Si como advertíamos antes, la hipocresía se dejase de lado y el sistema fuese realmente a interpelarse ya no tan solo bajo la absurda costumbre argentina de ver el mundo desde dicotomías simplistas (escuela abierta sí, escuela abierta no), el camino a recorrer será no solo arduo, sino al mismo tiempo, profundamente incómodo para todos.

Deberá analizarse entonces hasta qué punto el sistema formal de educación ha ocupado un lugar de centralidad en el aprendizaje de los jóvenes y ha apartado de éste a los padres y sus decisiones; se deberá auditar profundamente cómo se asigna el puntaje con el que los docentes adquieren los cargos, qué se enseña en los centros de capacitación habilitados a tal efecto y quiénes son realmente los dueños de éstos; se deberá repensar el sistema de privilegios que otorga el estatuto docente, absolutamente incomprensible para el ciudadano de a pie que sale a trabajar cada día en condiciones totalmente diferentes; deberá dejarse también de romantizar la gratuidad del nivel universitario y evaluarse cuánta es la inversión en ese nivel del sistema y cuáles son los resultados reales que éste genera, a la luz de la expulsión de cientos de miles de jóvenes que terminan luego migrando al sector universitario privado por el criminal uso político que se hace del aula.

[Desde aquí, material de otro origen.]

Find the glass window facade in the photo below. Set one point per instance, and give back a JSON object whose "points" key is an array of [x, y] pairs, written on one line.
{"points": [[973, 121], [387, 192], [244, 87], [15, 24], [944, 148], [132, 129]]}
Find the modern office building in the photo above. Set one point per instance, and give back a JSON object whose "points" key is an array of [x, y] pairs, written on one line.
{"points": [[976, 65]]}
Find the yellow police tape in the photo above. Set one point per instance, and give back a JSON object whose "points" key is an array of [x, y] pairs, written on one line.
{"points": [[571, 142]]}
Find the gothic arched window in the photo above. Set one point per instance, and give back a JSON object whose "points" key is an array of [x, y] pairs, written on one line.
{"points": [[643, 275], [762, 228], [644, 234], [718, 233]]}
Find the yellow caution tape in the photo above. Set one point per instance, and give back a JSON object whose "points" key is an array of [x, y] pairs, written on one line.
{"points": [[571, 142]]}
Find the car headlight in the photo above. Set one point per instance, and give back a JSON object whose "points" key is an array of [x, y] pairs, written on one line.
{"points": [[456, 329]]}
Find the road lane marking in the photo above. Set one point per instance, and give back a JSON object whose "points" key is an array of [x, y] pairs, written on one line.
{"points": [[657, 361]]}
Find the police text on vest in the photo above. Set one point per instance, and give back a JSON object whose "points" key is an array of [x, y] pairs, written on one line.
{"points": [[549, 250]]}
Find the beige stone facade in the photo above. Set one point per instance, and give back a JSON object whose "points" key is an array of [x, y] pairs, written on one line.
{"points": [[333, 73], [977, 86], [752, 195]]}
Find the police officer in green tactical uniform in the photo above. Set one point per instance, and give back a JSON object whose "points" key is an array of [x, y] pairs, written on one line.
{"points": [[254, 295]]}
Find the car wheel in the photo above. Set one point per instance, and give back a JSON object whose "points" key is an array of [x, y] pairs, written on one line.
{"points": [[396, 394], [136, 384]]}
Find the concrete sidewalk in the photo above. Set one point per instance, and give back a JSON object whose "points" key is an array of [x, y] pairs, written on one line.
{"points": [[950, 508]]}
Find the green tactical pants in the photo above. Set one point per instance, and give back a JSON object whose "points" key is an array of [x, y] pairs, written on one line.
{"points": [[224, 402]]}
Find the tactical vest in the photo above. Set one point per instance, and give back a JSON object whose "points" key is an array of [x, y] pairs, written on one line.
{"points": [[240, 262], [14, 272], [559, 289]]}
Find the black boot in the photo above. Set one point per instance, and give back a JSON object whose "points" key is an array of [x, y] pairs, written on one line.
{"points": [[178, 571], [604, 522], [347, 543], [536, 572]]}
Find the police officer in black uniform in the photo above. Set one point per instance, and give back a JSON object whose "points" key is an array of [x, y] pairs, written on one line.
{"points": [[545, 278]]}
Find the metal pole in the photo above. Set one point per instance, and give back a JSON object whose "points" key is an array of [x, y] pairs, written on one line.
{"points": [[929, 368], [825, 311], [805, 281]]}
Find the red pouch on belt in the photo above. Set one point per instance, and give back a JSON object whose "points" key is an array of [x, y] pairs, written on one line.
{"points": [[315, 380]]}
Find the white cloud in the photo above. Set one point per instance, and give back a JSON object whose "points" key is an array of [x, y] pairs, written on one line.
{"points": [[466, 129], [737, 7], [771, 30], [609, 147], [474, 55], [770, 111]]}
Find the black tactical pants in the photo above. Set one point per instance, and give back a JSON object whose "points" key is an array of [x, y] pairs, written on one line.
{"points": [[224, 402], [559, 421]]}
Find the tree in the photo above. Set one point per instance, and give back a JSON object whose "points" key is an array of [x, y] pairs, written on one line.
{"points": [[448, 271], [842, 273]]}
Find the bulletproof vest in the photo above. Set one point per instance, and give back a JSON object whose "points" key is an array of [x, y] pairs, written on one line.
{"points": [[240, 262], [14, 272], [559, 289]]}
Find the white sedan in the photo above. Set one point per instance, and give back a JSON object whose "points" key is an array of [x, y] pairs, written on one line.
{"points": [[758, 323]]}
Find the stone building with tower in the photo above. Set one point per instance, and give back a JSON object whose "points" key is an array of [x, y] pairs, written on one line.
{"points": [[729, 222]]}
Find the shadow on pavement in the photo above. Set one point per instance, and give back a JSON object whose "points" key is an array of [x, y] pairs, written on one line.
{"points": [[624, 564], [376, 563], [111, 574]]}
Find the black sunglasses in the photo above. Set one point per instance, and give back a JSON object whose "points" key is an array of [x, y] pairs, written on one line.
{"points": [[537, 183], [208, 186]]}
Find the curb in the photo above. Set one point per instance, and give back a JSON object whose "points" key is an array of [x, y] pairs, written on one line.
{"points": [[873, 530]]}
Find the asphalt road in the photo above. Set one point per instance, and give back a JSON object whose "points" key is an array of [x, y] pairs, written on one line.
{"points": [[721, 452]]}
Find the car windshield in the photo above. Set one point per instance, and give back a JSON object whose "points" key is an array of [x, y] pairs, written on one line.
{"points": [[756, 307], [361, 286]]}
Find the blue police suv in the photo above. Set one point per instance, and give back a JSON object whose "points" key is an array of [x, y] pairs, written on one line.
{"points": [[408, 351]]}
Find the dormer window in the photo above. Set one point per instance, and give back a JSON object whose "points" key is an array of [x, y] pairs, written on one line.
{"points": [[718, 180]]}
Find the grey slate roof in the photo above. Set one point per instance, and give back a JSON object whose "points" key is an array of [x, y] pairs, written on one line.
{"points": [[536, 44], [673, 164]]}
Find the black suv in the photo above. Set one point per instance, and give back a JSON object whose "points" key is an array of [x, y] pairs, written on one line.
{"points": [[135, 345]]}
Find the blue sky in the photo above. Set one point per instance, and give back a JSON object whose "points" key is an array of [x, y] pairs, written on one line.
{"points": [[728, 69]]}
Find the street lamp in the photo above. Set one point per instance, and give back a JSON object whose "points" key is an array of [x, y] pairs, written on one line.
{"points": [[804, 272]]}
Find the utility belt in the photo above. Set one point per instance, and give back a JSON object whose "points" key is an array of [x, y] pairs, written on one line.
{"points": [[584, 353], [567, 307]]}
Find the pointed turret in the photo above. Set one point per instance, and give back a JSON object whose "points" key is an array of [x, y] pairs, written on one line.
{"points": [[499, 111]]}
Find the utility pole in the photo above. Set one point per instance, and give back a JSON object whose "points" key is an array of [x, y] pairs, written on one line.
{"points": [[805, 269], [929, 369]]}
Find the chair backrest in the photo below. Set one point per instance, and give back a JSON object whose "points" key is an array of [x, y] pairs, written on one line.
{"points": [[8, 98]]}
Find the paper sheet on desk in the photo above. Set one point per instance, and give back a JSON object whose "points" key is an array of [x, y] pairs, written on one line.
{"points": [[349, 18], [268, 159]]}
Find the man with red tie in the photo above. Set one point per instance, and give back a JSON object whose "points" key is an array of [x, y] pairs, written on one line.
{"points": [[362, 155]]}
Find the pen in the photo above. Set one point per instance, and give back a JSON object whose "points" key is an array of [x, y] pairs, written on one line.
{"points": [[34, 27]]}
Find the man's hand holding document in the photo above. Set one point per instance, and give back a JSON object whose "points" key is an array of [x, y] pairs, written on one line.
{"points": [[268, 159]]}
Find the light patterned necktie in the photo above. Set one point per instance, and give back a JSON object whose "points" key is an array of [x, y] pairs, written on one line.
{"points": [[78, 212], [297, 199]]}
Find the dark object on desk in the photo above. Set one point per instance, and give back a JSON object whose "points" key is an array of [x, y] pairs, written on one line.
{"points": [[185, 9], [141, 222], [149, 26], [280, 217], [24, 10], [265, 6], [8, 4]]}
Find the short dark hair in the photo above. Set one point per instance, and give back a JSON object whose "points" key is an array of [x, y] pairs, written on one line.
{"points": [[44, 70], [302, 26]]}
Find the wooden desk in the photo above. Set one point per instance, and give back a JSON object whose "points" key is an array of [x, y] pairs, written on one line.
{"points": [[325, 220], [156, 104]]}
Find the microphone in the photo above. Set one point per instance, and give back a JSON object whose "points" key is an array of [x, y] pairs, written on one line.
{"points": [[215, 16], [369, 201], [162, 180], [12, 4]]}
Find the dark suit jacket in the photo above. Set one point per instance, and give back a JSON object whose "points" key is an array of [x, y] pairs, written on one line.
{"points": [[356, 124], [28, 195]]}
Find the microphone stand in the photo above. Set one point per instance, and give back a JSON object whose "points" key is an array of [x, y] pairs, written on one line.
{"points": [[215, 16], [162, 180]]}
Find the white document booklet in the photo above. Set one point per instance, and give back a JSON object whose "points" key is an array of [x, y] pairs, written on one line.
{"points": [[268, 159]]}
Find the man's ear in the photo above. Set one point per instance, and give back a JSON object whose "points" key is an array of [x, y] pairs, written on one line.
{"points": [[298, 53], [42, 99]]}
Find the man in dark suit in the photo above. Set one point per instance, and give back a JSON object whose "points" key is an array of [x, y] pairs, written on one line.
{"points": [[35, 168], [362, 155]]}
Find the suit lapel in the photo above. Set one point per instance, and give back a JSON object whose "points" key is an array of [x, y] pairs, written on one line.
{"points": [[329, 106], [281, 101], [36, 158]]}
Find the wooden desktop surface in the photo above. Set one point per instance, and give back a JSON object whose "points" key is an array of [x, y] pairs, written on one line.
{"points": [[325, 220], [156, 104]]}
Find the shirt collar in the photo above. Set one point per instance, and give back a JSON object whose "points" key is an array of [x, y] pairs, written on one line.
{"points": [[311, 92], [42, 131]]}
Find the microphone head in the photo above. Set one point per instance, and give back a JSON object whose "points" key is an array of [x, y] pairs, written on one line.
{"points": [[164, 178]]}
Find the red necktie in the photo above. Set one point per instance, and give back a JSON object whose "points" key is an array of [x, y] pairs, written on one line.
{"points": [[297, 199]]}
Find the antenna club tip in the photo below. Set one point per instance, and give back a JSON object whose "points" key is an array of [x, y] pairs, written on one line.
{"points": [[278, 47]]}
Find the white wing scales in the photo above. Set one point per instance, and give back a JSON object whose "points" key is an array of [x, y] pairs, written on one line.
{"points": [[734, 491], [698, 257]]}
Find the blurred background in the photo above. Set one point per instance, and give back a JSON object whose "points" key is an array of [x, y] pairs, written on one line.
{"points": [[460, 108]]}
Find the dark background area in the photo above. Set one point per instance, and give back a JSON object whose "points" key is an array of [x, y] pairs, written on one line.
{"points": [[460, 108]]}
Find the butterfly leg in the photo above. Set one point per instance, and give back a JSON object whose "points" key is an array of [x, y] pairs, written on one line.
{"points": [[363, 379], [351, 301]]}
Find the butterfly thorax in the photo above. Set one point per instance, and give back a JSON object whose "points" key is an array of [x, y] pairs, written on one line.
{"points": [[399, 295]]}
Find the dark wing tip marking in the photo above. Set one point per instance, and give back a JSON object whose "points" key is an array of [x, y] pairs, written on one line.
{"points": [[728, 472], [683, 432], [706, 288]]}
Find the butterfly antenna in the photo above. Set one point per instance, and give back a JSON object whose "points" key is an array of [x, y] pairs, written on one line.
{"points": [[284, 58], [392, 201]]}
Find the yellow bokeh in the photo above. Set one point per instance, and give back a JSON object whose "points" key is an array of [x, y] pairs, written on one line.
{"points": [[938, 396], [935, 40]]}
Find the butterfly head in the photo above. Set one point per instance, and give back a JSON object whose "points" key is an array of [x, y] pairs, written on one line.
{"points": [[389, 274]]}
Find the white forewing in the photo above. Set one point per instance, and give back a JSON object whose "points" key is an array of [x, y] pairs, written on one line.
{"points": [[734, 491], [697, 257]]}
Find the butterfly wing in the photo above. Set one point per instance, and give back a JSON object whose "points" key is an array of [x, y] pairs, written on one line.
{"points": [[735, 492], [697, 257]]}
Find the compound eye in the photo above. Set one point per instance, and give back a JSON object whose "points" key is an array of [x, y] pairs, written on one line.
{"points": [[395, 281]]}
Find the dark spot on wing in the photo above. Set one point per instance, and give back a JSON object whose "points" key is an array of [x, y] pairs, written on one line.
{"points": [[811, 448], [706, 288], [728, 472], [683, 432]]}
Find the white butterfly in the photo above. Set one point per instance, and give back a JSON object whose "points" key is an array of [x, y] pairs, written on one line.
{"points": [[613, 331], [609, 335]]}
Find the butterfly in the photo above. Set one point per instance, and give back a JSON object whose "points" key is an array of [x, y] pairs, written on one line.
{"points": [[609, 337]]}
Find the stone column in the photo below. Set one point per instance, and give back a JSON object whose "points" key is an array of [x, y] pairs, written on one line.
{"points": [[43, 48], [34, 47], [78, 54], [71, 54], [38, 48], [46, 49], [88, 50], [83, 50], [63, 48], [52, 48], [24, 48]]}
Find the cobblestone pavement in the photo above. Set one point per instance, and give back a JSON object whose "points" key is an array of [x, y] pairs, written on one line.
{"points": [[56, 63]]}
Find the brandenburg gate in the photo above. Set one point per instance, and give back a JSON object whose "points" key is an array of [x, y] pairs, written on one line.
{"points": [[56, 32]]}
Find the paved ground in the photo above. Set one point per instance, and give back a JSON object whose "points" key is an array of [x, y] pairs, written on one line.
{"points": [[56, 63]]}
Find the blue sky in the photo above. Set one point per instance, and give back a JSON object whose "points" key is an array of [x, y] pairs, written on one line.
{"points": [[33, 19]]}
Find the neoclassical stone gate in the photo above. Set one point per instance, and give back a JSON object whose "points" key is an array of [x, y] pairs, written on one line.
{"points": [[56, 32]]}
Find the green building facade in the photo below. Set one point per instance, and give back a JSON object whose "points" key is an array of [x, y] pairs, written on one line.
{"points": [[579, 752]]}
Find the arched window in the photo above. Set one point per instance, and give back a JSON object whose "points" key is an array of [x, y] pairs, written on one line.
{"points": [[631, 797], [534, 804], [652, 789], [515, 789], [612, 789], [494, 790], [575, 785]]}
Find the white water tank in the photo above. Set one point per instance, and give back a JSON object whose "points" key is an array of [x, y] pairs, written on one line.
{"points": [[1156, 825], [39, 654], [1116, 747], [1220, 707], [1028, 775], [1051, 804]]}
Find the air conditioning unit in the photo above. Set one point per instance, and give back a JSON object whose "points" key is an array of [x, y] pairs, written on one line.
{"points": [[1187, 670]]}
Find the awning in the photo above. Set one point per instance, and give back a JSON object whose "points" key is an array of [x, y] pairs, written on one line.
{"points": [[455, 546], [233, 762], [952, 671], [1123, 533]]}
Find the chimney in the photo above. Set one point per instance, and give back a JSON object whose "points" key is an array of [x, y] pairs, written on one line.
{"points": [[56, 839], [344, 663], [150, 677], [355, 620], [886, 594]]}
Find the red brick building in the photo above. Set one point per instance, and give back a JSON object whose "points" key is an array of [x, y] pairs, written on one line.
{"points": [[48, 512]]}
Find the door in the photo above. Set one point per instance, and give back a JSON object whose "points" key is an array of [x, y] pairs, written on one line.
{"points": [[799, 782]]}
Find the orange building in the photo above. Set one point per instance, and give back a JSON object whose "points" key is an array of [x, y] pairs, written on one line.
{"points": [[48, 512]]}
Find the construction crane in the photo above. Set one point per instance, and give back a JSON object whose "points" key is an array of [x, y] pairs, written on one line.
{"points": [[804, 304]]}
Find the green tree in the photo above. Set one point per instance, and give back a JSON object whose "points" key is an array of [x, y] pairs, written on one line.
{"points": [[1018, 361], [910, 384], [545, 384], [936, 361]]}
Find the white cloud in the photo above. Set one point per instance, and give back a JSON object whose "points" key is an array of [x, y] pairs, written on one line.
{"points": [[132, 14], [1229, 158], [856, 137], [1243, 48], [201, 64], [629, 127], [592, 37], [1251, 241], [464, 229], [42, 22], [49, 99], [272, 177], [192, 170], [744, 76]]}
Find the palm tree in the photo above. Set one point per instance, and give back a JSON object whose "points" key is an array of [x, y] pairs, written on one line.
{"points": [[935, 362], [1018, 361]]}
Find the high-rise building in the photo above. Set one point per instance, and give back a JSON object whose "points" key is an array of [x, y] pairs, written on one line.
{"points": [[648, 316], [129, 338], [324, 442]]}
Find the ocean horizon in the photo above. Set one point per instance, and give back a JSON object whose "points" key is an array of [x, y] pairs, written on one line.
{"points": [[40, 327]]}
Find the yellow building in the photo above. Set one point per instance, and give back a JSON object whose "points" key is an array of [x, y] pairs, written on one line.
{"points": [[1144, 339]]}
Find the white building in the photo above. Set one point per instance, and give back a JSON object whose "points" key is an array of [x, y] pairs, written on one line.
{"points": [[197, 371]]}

Para concluir, comparto una última experiencia personal: al ingresar a una de las tantas escuelas que me tocaba recorrer hace casi diez años atrás, me sorprendí de la limpieza de los patios, el orden de los pupitres, la pulcritud de la bandera argentina izada, y otros tantos detalles que, teniendo ya a esa altura el ojo entrenado en evaluar el área que coordinaba, no solía detectar con tanta asiduidad. Conversando luego con el coordinador responsable de esa excelente gestión escolar, conocí su historia y su triste derrotero, vapuleado sistemáticamente por un contexto pérfido en el cual el no prestarse al uso militante de las aulas y a la bajada política que intentaban imponerle, le había costado varios ascensos y su reclusión en un cargo menor y periférico, a la espera de su jubilación. Aun así, cada día, cumplía su obligación con esa misma profunda responsabilidad que noté al ingresar.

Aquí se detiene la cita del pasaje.